Pseudospin-one particles in the time-periodic dice lattice: A new approach to transport control

TL;DR

This paper explores how time-periodic potentials in pseudospin-one Dirac-Weyl systems enable advanced control of electron tunneling, revealing phenomena like angle-independent super Klein tunneling and tunable resonances.

Contribution

It introduces a novel approach to controlling transport in pseudospin-one systems using time-periodic potentials, including analysis of super Klein tunneling and resonance modulation.

Findings

Super Klein tunneling is independent of various parameters.

Transmission can be controlled via tuning system parameters.
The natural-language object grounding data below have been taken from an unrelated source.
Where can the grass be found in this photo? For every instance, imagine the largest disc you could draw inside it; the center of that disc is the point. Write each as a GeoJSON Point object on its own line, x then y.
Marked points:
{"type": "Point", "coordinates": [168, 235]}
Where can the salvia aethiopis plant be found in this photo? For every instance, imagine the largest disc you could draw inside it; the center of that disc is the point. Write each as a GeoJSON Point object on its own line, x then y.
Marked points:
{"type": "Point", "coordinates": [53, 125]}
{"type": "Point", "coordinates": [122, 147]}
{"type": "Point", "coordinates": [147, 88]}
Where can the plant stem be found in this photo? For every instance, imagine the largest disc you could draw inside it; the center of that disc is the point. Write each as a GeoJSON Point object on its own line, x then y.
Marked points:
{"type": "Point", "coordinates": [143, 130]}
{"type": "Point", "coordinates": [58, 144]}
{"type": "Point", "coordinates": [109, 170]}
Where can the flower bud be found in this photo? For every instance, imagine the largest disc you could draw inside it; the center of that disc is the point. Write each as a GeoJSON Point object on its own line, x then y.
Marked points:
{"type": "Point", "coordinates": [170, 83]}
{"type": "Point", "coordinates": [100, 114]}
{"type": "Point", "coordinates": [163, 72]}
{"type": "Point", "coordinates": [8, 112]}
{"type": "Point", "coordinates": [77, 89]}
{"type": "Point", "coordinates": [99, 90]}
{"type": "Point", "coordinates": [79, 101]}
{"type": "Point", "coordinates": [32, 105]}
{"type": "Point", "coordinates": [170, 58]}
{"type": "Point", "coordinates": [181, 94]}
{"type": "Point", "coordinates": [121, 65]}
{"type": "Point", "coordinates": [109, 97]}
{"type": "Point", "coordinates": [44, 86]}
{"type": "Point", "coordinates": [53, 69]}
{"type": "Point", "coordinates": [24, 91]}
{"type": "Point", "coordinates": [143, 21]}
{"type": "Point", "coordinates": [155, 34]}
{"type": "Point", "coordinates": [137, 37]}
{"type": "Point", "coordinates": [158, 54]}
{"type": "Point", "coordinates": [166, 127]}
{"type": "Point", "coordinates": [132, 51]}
Resonances are modulated by adjusting the flat band location.

Abstract

The controlling of the transmission in the pseudospin-one Dirac-Weyl systems offers a rich tool to study new concepts of massive Dirac electron tunneling by means of a time-dependent potential. The time-periodic potential is one of the experimental techniques to have more control over the tunneling effect. In this paper, we study the transmission coefficient for different sidebands to obtain total transmission. We show how the super Klein tunneling under special condition is independent of the incidence angle, oscillation amplitude, frequency, and barrier width. We consider a band gap opening with different locations of the flat band and modulate the resonances by tuning free parameters in our system.